No matter how much I try or strive or work hard at becoming better or good enough, I can’t do it. Only He can work with this clay woman. So I throw my hands up and submit, trusting His work in my life.
No More Striving
O LORD, You are our Father,
We are the clay, and You our potter;
And all of us are the work of Your hand.
ISAIAH 64:8
As the verse says, we all are clay.
It’s humbling to realize that there are some issues in our lives we can’t change on our own, the ones that we can’t seem to overcome no matter how hard we try; we must consciously be willing to let the Holy Spirit step in. But it’s important to recognize that how we live every day—the choices we make—should be done with discernment, listening to the Father through His Word and the Holy Spirit. It’s how we grow up and mature.

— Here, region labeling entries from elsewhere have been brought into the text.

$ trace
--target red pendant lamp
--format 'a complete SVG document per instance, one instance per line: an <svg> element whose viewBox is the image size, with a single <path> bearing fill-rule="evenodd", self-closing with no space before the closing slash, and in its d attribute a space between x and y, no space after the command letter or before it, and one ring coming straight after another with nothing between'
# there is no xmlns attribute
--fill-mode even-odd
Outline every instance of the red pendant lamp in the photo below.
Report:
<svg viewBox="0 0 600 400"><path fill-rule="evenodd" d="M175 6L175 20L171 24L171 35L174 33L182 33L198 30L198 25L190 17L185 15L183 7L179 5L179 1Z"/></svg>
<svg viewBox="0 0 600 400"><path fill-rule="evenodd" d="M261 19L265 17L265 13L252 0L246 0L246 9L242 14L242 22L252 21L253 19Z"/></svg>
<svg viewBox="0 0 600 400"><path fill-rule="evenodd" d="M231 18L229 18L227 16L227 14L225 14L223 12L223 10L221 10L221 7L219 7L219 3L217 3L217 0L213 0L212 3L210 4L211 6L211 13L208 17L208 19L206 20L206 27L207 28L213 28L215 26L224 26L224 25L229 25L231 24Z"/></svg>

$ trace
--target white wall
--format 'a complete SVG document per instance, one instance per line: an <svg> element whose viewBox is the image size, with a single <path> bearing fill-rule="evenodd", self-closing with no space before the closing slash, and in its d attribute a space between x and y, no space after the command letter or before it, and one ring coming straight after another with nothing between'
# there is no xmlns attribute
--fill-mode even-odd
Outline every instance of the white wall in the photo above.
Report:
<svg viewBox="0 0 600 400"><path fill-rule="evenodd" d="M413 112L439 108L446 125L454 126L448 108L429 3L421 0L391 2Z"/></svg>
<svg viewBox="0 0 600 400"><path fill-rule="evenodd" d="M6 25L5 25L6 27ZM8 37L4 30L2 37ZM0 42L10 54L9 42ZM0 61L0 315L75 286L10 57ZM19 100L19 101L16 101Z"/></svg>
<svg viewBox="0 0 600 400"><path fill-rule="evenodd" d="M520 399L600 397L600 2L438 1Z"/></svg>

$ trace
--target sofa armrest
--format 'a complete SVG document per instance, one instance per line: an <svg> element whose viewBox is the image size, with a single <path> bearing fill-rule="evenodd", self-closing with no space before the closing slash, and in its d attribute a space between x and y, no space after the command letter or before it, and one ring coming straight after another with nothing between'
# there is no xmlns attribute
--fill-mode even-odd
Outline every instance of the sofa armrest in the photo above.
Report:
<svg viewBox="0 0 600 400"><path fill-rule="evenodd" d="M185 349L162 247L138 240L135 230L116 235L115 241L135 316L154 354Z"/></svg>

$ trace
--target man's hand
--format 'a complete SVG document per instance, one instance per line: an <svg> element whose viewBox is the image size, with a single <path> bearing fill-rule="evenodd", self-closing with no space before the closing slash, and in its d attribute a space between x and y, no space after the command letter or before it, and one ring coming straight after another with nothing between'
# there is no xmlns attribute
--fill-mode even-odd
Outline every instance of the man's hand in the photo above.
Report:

And who does the maturing? Who sanctifies us, matures us to be more like Jesus?
I will not presume to speak of anything except what Christ has accomplished through me. ROMANS 15:18
Christ also loved the church and gave Himself up for her, so that He might sanctify her, having cleansed her by the washing of water with the word, that He might present to Himself the church in all her glory, having no spot or wrinkle or any such thing; but that she would be holy and blameless. EPHESIANS 5:25-27
Now may the God of peace Himself sanctify you entirely. 1 THESSALONIANS 5:23
We should always give thanks to God for you . . . because God has chosen you from the beginning for salvation through sanctification by the Spirit and faith in the truth. 2 THESSALONIANS 2:13
To those who . . . are chosen according to the foreknowledge of God the Father, by the sanctifying work of the Spirit. 1 PETER 1:1-2
Christ’s death on the cross and His resurrection began our sanctification, and it is the Holy Spirit in us who continues the work that works out our salvation! It is the treasure that was given to us when we believed. He does the work; He matures us. What a freeing revelation that we can’t do it, but that the Holy Spirit can, in His power and strength.
Christ did the work on the cross. The Holy Spirit continues the work in our lives. Our job? To surrender to Him and walk faithfully one day at a time.
Surrendering in Real Life
How does this surrender and belief that the Holy Spirit is doing the work in me play out in everyday life? What does it look like practically?
For me, it’s like this:
I live.
I get up, I work, I enjoy, I trust. I still live on this earth and I am able to walk through this life with great freedom. I am in God’s will right now, in this moment, and so I’m no longer worried about every step I take. I am doing what the Bible calls “walking by faith.”
We walk by faith, not by sight.
2 CORINTHIANS 5:7
I watch for evidence of God around me, and I listen to Him through His Word. I go forward with my days, knowing that He will direct my steps. I can’t really go wrong if I’m walking by faith, and if I do, I know He will use it for His good plan.
The biggest part of living out of faith and belief in the work of the Spirit is that I do not focus on my ability or inability to do this or that. I do what I can as I can.
I wash my sheets. I do the dishes. When I don’t do the laundry or the dishes, I don’t allow the lie I’m no good to interfere. Instead, I remember that I am human. Which means I’m going to mess up and fail, but I’m not a failure. I’m literally a work in progress. And I accept that.
I accept that some days I will get lazy and make big mistakes and fall. But I will go to the throne of grace and receive the truth that I am still a new creation in Christ. I am new because of Christ, not by anything I can do or did do. I am because He is.
So I walk, I fall; I walk, I fall; and all along I am available for Him to mold.
I believe in His work on my good days and my worst days.
So whether the dishes or laundry get done or not, I am secure in the fact that I am who God says I am.
I want to work hard and take care of my family and my home, and I’m doing so every day, knowing I am free and I am loved.
As you read this book, I want you to take whatever fears, failures, insecurities, and any other issues that are balled up like a fist inside you, and place them in your hand. Now open your hand and release them to God, letting Him take them and show you a new way.
You are so loved. I can’t wait for you to see how He shows you that over and over during the next few weeks.